L’article 2 de l’ordonnance n° 2020-304 du 25 mars 2020, portant adaptation des règles applicables aux juridictions de l’ordre judiciaire statuant en matière non pénale et aux contrats de syndic de copropriété prévoit que les dispositions de l’article 2 de l’ordonnance n° 2020-306 du 25 mars 2020 relative à la prorogation des délais échus pendant la période d’urgence sanitaire et à l’adaptation des procédures pendant cette même période s’appliquent aux procédures devant les juridictions de l’ordre judiciaire statuant en matière non pénale. Cette ordonnance proroge, de manière générale, le terme des délais échus pendant la période juridiquement protégée des délais légalement impartis aux parties pour accomplir un acte au cours d’une procédure ; ainsi, lorsque le délai expire pendant la période juridiquement protégée, le délai prorogé court jusqu’à l’expiration d’un délai qui ne peut excéder, à compter de la fin de cette période, le délai légalement imparti pour agir, dans la limite de deux mois. Le délai pour saisir le juge de la rétractation ayant, en l’espèce, expiré pendant la période juridiquement protégée – laquelle a couru du 12 mars au 23 juin 2020 – un nouveau délai a couru du 24 juin au 24 juillet 2020.
L’article 857 du code de procédure civile dispose que 'Le tribunal (de commerce) est saisi, à la diligence de l’une ou l’autre partie, par la remise au greffe d’une copie de l’assignation. Cette remise doit avoir lieu au plus tard huit jours avant la date de l’audience, sous peine de caducité de l’assignation constatée d’office par ordonnance, selon le cas, du président ou du juge chargé d’instruire l’affaire, ou, à défaut, à la requête d’une partie.'
Il résulte de la procédure que :
— par acte délivré le 12 mars 2020, le CIC a assigné les sociétés Action d’Eclat et Think Meded en référé rétractation ;
— le projet d’assignation a été déposé le 11 mars 2020 au greffe du tribunal de commerce de Paris ;
— le CIC a déposé au greffe du tribunal de commerce de Paris son dossier de plaidoiries le 10 juillet 2020 ;
— il a remis au greffe le second original de l’assignation le 4 août 2020 (pièce intimées n°34).
Si le greffier du tribunal de commerce de Paris a confirmé, par note en date du 10 juillet 2020, que le CIC avait déposé au greffe son dossier de plaidoirie le 10 juillet 2020 (pièce CIC n°19), il ne résulte d’aucun élément que ce dossier comprenait la copie du second original de l’assignation, la seule affirmation du conseil du CIC ne pouvant valoir preuve.
Il n’est pas, dans ces conditions, établi que le CIC ait procédé au placement de l’assignation avant le 24 juillet 2020, de sorte que le délai de saisine de l’article R 153-1 du code de commerce n’a pas été respecté et que le juge de la rétractation n’a pas été valablement saisi.
Il n’y a pas lieu de prononcer, sur le fondement de l’article 857, alinéa 2, du code de procédure civile comme le demandent les intimées, la caducité de l’assignation en référé délivrée par le CIC le 12 mars 2020, alors que l’assignation, remise en copie au greffe du tribunal de commerce le 4 août 2020, l’a été plus de huit jours avant l’audience du 8 septembre 2020.

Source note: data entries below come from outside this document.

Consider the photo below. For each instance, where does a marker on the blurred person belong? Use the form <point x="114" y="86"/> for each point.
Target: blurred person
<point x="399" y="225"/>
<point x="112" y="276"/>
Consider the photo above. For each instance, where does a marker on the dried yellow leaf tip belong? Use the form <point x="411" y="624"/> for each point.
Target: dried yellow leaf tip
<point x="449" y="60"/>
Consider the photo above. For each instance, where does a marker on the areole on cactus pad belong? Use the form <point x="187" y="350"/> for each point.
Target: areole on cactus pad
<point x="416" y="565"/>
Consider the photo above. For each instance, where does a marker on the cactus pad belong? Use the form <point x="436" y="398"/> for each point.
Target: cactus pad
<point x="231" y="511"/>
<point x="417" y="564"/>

Il n’y a pas davantage lieu d’ordonner que les pièces soient dès à présent transmises aux requérantes à la mesure d’instruction, le juge du tribunal de commerce ayant engagé la procédure de levée du séquestre et devant la conduire à son terme en vue de faire respecter du secret des affaires.

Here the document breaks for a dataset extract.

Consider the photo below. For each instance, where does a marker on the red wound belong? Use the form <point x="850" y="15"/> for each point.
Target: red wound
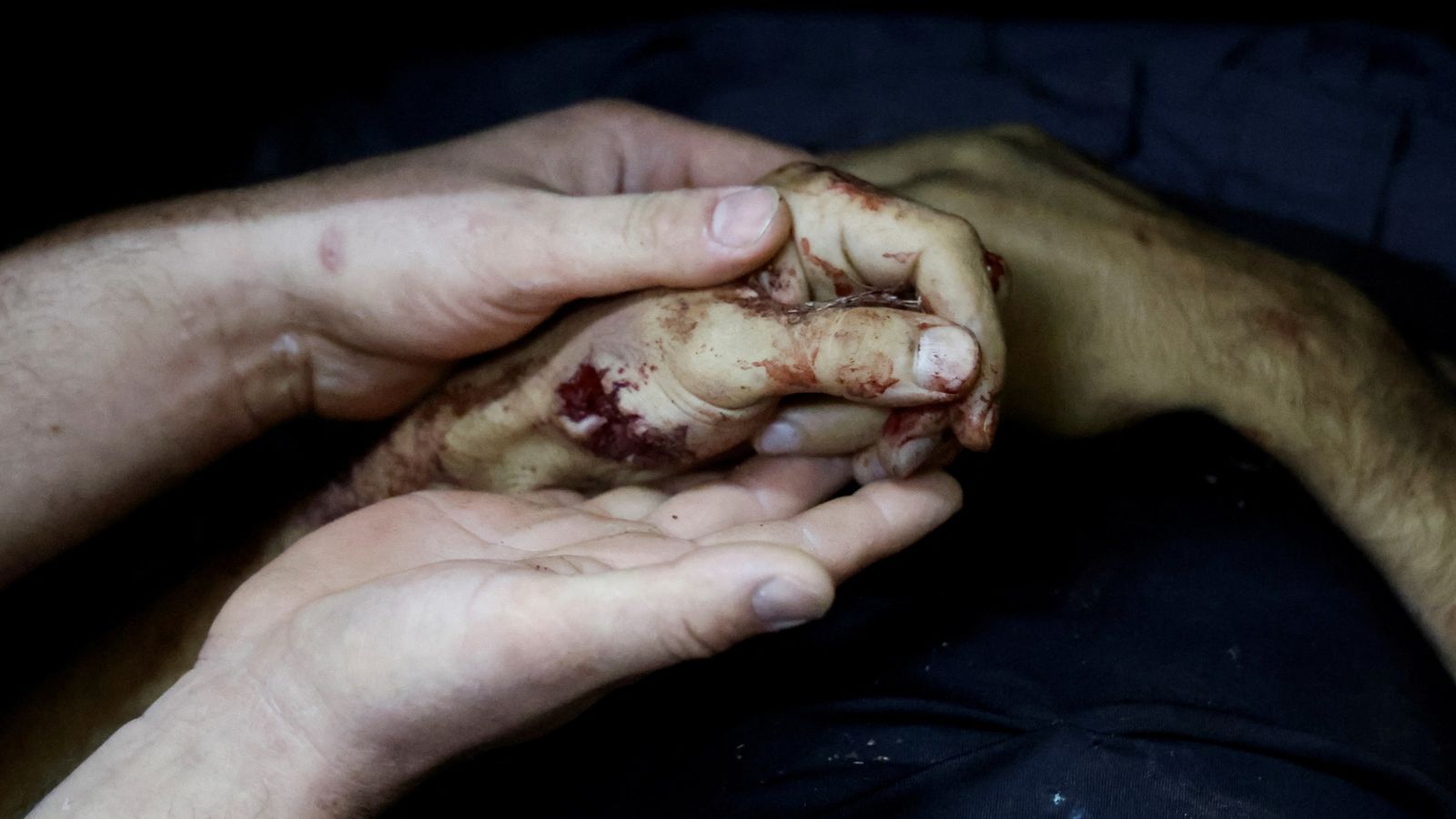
<point x="618" y="435"/>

L’ordonnance entreprise sera, en conséquence, confirmée en toutes ses dispositions.
PAR CES MOTIFS
Confirme l’ordonnance entreprise ;
Déboute les parties du surplus de leurs demandes ;
Condamne la SA Crédit industriel et commercial aux dépens d’appel qui seront recouvrés conformément à l’article 699 du code de procédure civile ;
La condamne à payer aux sociétés Action d’Eclat et Think Meded la somme de 4.000 euros en application de l’article 700 du code de procédure civile en cause d’appel.